For the child it is not easy either. It is never a normal life – the norm in their lives covers pity even when things for them should be done as a matter of their right and because they are legally required to be done, unreasonable indulgence where they should not be indulged and being reprimanded for their independent views, and being told all the time that their family is abnormal and that their parent is not capable. Matters of their personal life, which they may not want to share with the rest of the world or may not be legally required are subjected to vicarious scrutiny by individuals and institutions and get recorded in files that, legally speaking, should not exist in the first place. Their opportunities to go out and make their own mistakes like any other child are sealed by the fears of either the mother or their own of being judged unreasonably, of sex vultures who sit waiting to pounce on a single mother and her child as soon as they get an opportunity, and the rebuffs by a few over protective well-wishers among others.

I am ranting and generalizing because I’m trying to not single out anyone just in case someone decides to use the social or bureaucratic authority to deny the basic right of my child or make my life more difficult. I certainly don’t want to deny that sometimes this is done by people’s genuine belief that they are doing the right thing. But would they dare act and react in the same manner or in the same proportion to a child whose parent has a marriage tag implying that there is a socially approved father somewhere or to a parent who is in a relationship of marriage? No, not to my knowledge. People make assumptions, they pass judgments, make harsh and interfering comments, they shut the single mother off into cell where she has to be forever grateful for small and big acts which allowed her and her child to have a human life that they are entitled to. But it has not been all bad all the way for me.

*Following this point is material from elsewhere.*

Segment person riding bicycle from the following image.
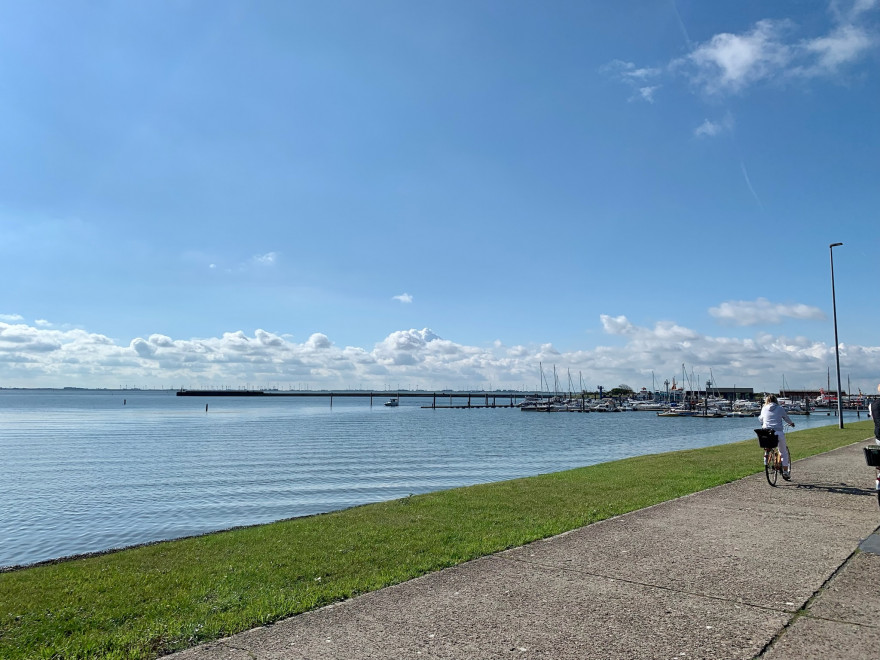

Some of my friendships have strengthened because I am a single mother, some broken because I saw the opportunism and superficiality in them, some people I came to know of and who I respect – people, who I probably would not have come across if it were not for single parenthood. For sure, single parenthood has made me far more empathetic and probably more aware of the challenges that we as women face and prejudices that even the supposedly progressive persons could practice.

I can only imagine the challenges that parents, who chose to be parents outside the wedlock, face. If I compare what I face with stigma, violence and social problems coming from stereotypes and prejudices that they have to face, I suppose I can feel better. But the question that bothers me is that why despite the apparent changes, social and legal systems and such a large majority of individuals continue to believe that a family with both parents is normal. I would understand if they were to regard it as predominant. I read somewhere recently that 49 percent of children in India are from single parent homes, yet single parents are being treated as aberration and nothing is being done to facilitate the transformation of the social and legal systems to meet the needs of this change. The Ostrich like lack of recognition of this change will only result in a large number of children growing up in environments which does not care for child rights and a society and country that does not care for half its population.